A friend of mine, Nick Cady, mentioned reading great literature as an aid to illustration in his sermons recently in a blog. He did it through a highly creative and interesting way by suggesting how Ernest Hemingway might answer the proverbial joke, “Why did the chicken cross the road?” in some of his books.That is something I’ve enjoyed doing quite a bit over the last few years as well which stimulated some thought about why using great literature has such value.

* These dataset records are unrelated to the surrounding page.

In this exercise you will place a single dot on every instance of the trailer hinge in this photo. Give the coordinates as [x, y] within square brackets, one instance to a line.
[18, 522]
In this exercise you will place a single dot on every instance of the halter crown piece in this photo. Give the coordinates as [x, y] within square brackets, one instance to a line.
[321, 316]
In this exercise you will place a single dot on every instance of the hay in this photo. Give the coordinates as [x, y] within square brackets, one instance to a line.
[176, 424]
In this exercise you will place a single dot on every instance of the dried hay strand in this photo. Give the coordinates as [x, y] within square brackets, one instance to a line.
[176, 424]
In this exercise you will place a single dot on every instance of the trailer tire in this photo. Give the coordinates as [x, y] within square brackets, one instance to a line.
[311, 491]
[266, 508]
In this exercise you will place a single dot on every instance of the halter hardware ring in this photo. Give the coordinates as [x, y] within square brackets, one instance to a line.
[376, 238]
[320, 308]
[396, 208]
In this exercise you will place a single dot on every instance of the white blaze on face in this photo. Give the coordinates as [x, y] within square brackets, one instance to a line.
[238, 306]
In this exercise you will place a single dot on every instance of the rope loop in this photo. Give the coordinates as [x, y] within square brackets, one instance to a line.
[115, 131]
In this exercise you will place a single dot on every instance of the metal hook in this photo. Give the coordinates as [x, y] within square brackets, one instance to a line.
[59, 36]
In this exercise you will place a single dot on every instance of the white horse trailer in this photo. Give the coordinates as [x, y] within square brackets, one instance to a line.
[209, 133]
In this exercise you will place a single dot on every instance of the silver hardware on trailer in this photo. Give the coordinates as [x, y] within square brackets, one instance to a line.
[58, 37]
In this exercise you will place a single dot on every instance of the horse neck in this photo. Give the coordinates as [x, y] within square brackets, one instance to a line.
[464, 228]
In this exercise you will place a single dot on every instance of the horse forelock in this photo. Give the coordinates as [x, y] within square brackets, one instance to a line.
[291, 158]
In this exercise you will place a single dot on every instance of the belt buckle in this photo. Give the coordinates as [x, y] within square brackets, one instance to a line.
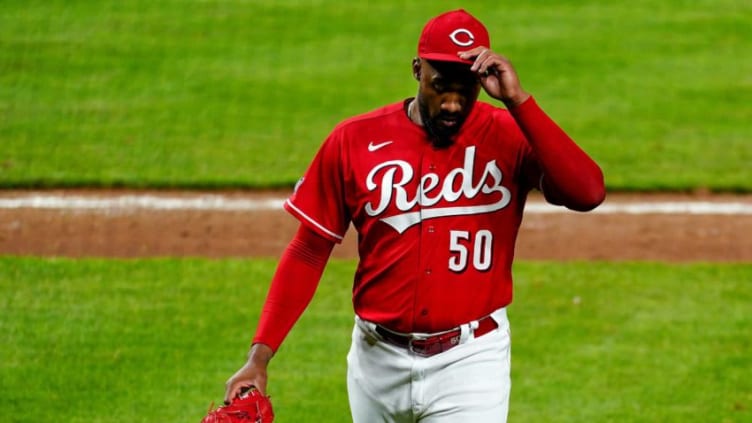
[411, 346]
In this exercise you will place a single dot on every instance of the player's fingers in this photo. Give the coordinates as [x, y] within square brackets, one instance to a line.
[471, 54]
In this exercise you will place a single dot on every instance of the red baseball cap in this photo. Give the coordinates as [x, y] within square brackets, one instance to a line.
[449, 33]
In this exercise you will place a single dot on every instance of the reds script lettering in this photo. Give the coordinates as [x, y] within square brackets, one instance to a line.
[428, 195]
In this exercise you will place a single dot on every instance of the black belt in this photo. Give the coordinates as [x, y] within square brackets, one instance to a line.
[432, 345]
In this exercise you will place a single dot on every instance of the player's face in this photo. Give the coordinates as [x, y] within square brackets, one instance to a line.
[446, 95]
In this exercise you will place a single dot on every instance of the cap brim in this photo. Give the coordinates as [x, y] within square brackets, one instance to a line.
[442, 57]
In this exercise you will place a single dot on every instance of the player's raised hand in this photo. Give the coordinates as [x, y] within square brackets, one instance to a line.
[497, 75]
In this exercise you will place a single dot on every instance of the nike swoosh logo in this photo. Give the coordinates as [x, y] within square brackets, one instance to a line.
[373, 147]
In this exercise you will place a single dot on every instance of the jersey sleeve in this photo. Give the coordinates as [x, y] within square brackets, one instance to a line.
[318, 200]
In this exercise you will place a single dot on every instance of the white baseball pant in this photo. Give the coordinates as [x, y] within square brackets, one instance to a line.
[467, 383]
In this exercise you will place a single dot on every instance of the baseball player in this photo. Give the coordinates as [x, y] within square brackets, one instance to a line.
[435, 187]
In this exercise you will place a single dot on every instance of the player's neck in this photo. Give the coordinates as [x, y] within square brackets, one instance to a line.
[412, 112]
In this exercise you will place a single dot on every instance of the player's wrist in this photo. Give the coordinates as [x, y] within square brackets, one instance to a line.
[516, 99]
[260, 354]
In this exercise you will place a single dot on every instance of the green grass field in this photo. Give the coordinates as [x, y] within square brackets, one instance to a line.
[241, 93]
[223, 94]
[154, 341]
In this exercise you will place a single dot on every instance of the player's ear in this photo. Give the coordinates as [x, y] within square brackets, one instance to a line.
[416, 68]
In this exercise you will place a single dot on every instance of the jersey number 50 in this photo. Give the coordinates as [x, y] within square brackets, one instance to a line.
[462, 245]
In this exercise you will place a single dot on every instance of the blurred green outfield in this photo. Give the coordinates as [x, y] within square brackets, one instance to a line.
[216, 94]
[201, 94]
[154, 340]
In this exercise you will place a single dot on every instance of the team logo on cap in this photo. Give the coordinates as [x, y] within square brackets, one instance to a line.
[462, 37]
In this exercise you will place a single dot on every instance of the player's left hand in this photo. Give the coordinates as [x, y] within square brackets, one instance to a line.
[497, 75]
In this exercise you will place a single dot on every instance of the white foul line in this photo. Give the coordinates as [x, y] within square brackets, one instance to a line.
[131, 202]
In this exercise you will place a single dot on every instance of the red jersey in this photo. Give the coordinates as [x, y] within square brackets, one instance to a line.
[436, 225]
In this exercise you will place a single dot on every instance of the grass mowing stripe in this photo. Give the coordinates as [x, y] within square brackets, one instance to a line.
[154, 340]
[239, 93]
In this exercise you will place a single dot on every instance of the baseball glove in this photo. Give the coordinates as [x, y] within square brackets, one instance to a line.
[249, 407]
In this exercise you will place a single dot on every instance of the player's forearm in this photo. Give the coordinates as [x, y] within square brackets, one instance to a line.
[571, 176]
[293, 286]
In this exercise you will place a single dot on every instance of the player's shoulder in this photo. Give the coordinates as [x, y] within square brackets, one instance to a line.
[375, 117]
[495, 113]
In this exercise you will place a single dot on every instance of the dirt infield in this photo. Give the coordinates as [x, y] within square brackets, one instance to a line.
[144, 232]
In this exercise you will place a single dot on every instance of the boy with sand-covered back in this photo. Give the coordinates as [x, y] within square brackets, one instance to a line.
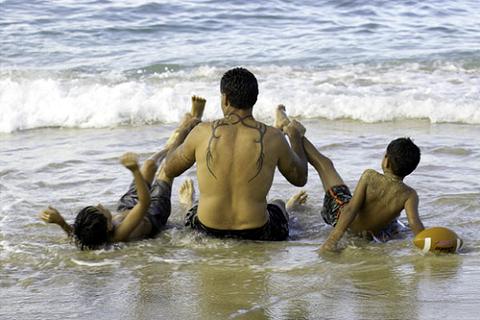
[378, 198]
[143, 210]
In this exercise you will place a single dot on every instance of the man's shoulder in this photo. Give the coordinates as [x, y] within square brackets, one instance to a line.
[371, 174]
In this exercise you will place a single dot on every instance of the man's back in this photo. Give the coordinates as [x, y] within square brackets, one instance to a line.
[236, 160]
[385, 199]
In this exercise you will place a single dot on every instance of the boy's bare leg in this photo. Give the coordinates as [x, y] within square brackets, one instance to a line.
[150, 166]
[198, 106]
[187, 194]
[324, 166]
[297, 200]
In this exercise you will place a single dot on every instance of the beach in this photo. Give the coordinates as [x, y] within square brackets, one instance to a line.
[83, 82]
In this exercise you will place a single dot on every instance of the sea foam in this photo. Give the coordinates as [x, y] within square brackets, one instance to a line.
[439, 93]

There is a reason why great literature is considered “great”. It’s because multiple people over many years have identified with something in it that was important, not only in what was said but how. All great communication stimulates not only thoughts but feelings that help to give clarification, understanding, and perhaps most, emotional connection. A while back I used a reference to Flannery O’Connor’s short story, “A good man is hard to find”, for a sermon on the book of Galatians, chapter two that I entitled with the same name. In the story a vain, self-righteous, and more than a little racist Grandmother is confronted with a criminal who’s known as “The Misfit”. Faced with her impending death the Grandmother becomes compassionate and understanding with the Misfit who just before killing her states, “…she would have been a good woman, if somebody had been there to shoot her every day of her life.” The episode fit perfectly to illustrate the problem Paul points out in Galatians, that religion can lead us to have a different outward appearance to suit our needs. But it’s in the drama of real crisis that we can see ours and others real reflection and the flaws that reflection reveal.

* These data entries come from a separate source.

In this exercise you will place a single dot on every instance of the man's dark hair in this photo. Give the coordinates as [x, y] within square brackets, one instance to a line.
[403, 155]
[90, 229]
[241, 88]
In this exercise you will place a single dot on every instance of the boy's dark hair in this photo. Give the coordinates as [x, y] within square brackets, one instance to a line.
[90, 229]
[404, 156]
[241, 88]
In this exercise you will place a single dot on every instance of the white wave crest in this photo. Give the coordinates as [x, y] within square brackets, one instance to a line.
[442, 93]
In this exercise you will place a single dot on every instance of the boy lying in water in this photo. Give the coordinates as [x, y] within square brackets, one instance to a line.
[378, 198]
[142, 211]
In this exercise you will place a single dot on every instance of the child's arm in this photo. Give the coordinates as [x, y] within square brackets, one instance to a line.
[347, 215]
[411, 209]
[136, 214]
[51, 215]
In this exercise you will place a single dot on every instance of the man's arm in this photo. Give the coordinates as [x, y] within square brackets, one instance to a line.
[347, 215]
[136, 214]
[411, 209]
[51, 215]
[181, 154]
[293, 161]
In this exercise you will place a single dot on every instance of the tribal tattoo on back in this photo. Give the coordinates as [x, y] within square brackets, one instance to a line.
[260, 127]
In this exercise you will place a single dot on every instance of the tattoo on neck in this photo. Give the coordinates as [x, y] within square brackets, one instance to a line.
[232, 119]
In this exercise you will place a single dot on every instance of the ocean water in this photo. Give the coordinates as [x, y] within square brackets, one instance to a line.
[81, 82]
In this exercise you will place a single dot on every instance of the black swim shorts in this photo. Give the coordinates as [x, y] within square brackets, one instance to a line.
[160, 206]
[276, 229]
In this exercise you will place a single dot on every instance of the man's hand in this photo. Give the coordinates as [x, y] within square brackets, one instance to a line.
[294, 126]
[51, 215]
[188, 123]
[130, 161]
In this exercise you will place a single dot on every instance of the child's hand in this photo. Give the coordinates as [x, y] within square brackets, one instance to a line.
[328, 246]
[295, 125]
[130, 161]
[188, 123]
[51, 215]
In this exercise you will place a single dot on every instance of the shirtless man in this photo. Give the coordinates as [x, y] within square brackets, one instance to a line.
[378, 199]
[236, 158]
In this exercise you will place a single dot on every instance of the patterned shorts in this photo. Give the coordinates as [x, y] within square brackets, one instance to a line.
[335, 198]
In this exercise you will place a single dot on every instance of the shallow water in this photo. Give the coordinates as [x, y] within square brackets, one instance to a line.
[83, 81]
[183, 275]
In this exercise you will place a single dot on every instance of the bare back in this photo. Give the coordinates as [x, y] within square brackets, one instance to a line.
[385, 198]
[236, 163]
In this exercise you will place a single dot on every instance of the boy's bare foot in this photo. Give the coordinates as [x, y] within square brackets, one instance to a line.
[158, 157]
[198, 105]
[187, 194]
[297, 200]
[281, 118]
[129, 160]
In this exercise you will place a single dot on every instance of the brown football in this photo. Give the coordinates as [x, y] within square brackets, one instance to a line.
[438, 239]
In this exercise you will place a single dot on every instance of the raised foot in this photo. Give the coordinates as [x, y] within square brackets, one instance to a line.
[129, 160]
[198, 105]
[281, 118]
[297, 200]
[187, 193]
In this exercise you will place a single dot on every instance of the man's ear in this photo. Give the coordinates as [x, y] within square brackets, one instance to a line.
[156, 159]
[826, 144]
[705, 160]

Some people insist that Jesus gave us perfectly good examples of this kind of reflection in the parables and I would agree. They are and will remain great illustrations, but I believe the reason Jesus used parables, and I think he essentially tells his disciples this, is because when we become overly familiar with the image in a reflection, it’s easy to overlook the flaws. Great literature helps us to see a different part of our reflection in a way that connects with our emotions in a way to inspire real change. This is one of the key aspects of a sermon. Certainly we want to convey information, but discipleship is learning in order to produce change which is why teachers and preachers convey the information.

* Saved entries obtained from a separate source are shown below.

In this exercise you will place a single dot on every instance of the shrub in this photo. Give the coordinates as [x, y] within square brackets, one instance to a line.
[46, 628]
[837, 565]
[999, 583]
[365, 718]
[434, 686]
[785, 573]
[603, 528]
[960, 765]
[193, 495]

Finding appropriate passages in literature isn’t always easy, it takes a lot of reading to mine nuggets that will fit the passage in the scripture. It’s also important that we have a good understanding of the Biblical passage in order to know what piece of literature will produce the response for which we are looking. But as I said, Great literature is considered “Great” for a reason, and is one of the best tools a preacher or teacher of the scriptures can have in his tool box.